Trauma and Recovery by Judith L. Herman, M.D., Basic Books, $27.00

Reviewed by John A. Speyrer

Trauma and Recovery is a well written book surveying the recent history of psychological trauma over the past century beginning with hysteria, shell shock or combat neurosis and ending with sexual and domestic violence.

A short but interesting history of the phenomena of hysteria, along with facts concerning its leading figures, Janet, Charcot and Freud is given. The author writes that Freud glimpsed the truth of sexual trauma but recoiled from it in horror and it was not until the women's movements in the 1970s that the real extent of the sexual victimization of women and children was realized.

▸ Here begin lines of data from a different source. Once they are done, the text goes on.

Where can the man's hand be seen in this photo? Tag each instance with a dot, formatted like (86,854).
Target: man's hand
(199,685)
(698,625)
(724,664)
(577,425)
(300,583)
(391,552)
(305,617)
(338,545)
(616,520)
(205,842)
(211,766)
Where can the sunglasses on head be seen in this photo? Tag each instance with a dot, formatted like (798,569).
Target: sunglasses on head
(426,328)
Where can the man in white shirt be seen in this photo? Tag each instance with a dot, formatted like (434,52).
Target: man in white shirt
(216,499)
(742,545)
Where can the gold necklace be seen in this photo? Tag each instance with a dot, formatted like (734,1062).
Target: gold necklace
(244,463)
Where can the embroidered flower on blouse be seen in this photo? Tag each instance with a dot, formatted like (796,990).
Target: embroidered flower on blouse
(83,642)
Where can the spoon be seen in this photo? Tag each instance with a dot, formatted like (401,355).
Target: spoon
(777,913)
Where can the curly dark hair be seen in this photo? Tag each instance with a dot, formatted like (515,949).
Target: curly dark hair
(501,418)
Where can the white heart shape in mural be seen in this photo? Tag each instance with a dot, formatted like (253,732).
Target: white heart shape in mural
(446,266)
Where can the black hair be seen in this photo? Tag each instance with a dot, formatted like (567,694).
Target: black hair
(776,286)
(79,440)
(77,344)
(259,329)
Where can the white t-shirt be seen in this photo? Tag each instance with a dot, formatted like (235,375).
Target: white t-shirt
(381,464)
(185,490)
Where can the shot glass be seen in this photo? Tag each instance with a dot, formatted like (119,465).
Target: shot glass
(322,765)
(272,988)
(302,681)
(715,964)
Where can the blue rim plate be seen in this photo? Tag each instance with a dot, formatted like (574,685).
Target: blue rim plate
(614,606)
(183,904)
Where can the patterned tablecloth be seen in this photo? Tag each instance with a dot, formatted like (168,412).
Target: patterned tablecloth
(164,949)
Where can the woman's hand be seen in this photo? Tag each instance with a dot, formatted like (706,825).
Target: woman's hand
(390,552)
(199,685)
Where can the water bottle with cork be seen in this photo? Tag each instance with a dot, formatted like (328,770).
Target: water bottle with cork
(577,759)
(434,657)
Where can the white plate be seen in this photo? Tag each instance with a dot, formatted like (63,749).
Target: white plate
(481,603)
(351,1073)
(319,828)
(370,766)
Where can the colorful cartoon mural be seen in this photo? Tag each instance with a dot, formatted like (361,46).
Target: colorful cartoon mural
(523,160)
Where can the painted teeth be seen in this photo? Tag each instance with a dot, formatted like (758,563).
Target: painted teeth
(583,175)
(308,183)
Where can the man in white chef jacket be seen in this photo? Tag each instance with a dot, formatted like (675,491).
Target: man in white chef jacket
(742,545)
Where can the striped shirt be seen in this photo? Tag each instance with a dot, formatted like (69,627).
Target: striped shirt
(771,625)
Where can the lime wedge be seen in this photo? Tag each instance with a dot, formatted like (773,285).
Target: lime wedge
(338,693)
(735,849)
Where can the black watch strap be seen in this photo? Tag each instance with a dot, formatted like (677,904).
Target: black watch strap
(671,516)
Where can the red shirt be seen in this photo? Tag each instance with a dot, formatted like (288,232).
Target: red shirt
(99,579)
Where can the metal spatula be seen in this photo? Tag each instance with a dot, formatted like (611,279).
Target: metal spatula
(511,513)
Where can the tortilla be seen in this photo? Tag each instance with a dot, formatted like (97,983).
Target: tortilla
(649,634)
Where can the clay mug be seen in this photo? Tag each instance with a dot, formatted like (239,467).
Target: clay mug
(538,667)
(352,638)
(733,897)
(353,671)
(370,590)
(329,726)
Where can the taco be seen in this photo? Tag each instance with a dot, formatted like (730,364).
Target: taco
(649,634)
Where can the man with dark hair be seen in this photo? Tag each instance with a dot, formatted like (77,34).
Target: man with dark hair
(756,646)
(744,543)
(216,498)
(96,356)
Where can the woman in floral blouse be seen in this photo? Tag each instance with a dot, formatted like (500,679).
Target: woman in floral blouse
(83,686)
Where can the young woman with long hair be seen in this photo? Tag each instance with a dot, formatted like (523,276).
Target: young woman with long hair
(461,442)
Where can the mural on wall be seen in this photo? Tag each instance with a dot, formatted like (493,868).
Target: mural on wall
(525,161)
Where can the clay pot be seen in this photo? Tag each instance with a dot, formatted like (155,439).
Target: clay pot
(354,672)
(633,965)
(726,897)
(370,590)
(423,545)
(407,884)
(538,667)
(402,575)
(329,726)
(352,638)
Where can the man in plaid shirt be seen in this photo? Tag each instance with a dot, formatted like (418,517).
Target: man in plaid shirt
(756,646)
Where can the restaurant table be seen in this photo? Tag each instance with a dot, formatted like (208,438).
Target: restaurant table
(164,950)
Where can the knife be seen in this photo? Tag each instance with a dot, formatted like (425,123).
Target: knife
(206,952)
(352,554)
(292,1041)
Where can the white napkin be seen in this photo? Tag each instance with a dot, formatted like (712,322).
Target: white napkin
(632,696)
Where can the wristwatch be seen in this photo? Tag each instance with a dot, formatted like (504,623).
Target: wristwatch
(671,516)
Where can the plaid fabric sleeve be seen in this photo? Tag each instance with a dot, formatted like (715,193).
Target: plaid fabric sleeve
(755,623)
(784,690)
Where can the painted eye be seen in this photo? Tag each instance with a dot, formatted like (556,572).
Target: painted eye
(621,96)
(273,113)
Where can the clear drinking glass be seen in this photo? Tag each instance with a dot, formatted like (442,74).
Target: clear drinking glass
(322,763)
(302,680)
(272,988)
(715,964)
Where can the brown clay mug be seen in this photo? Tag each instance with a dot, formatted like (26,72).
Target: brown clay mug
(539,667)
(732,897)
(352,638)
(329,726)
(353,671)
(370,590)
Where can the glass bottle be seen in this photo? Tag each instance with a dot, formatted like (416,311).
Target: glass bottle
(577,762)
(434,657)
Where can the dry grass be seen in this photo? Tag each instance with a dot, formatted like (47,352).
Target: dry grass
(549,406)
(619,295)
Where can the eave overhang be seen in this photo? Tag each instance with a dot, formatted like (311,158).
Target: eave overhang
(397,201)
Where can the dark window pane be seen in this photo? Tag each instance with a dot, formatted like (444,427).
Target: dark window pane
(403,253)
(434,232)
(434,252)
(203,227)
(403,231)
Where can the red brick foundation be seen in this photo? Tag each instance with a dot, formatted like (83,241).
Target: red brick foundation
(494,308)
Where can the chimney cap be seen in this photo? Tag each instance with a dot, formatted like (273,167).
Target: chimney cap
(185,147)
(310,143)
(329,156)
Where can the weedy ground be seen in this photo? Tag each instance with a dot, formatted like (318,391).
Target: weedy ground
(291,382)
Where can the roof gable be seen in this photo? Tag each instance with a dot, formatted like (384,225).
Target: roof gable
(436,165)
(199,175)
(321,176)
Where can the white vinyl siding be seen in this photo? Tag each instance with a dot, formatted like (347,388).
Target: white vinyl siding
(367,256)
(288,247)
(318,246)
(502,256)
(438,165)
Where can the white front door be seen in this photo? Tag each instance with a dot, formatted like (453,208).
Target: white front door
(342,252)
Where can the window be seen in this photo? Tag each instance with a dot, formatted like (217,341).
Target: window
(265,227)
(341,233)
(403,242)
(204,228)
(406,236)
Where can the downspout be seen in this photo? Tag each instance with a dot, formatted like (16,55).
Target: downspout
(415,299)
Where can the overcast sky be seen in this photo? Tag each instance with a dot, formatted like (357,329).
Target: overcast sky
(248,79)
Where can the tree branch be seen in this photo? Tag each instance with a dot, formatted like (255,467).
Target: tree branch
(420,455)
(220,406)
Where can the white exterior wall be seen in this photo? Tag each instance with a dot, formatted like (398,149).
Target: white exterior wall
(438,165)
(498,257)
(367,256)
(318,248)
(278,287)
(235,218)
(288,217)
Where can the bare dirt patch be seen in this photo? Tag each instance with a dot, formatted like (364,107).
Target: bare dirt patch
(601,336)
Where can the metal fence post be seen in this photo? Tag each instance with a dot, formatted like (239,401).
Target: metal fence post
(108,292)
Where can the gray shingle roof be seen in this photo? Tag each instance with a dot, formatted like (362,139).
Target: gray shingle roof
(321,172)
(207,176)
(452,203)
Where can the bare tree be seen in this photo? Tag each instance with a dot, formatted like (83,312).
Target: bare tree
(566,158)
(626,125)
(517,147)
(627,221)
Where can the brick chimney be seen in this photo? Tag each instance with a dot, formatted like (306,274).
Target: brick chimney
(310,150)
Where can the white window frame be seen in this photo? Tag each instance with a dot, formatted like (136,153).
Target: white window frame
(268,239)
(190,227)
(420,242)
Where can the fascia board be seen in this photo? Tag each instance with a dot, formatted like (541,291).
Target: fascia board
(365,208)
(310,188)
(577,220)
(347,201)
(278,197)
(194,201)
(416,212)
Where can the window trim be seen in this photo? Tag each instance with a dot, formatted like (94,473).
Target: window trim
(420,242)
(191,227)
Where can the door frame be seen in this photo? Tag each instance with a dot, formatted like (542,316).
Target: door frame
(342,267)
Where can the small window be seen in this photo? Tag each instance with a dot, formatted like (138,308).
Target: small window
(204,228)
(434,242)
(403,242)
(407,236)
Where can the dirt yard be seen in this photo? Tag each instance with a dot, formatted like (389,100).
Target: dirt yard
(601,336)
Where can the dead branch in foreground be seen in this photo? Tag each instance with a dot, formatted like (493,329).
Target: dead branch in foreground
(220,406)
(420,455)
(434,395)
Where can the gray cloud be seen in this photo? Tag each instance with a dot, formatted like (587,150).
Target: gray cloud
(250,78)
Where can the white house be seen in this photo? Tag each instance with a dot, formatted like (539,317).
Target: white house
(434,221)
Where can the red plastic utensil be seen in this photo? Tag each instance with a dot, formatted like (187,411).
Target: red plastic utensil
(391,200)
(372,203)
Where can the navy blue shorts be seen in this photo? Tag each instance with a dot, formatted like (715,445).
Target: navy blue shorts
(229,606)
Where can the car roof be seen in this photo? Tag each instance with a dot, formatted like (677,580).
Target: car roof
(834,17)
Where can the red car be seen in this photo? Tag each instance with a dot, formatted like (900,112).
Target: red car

The author mentions that the first in-depth attempt to study and treat shell shocked combat veterans was begun after World War I. Emotional flooding techniques were used to alleviate symptoms and return the soldier to combat. The author has a strong feminist agenda as she makes an obvious effort to tie in the three forms of trauma to political movements.

Dr. Herman (a Professor of Psychiatry at Harvard) describes some of the effects trauma has on its victims including hyperarousal, feeling that one has been intruded upon, surrender or constriction and the feeling of disconnection. The psychological symptoms of being held a captive for both a short term and long term are examined. The effects of child sexual abuse are then examined. The author claims that childhood abuse is one of the principle reasons why adults seek psychiatric help for a bewildering array of nervous and depressive symptoms. And so ends part one of Trauma and Recovery which I thought was interesting and well presented.

The second half of the book is about recovery from traumas. Dr. Herman discusses the development of healing relationships with therapists and support groups. She reasons that since the effect of the trauma is to disempower and disconnect the victims from others, recovery from the effects of the trauma means that the victim becomes empowered and able to form new attachments. In order to recover, the victim must feel safe, writes the author. In the safe environment of psychotherapy, the dissociated trauma enters into consciousness and the victim with support becomes less isolated and becomes able to form more social connections.

Some patients might feel that re-living the trauma in therapy will solve their problems but the author feels that the therapist should be cautious and not be like the perpetrator and inflict pain on the survivor. The author feels that current cathartic treatments, which have become popular, are simply just a quest for a quick magical cure.

She says that exploring repressed memories in depth sometimes causes more symptoms to erupt. The watchword here is safety, but after having emphasized that point, the author concedes that nonetheless the trauma itself must be examined and integrated into the victim's life. In therapy the victim tells the story of the trauma, but the emphasis of Dr. Herman seems to be on caution and security, since she believes that approaching the trauma too quickly leads to a damaging and fruitless re-living. However, she acknowledges that showing the feelings which accompanied the trauma is important.

In a chapter on Reconnection, the author emphasizes the importance of self-integration. The author writes not about re-living the trauma but rather about how important it is for the victim to reconnect to the outside world and develop new relationships. The trauma, she believes, has made the victim too self-centered and has interfered with her capacity to relate to others so relating to others and connecting to the outside world shows that recovery has taken place.

Unfortunately, the author believes that this restored behavior points to the beginning of resolution of the trauma. However, to me, it seems probable that the new behavior may be merely a strengthening of the victim's defenses based on insight.

Dr. Herman concludes Trauma and Recovery by writing that when the victim gets to the point where she sees her own troubles as a "drop of rain in the sea'' then she can rest from her work and the victim's recovery has been accomplished. Are not defenses, and especially denial, wonderfully curative?

The only thing Trauma and Recovery has going for it are the excellent descriptions and case studies of the psychological consequences of trauma.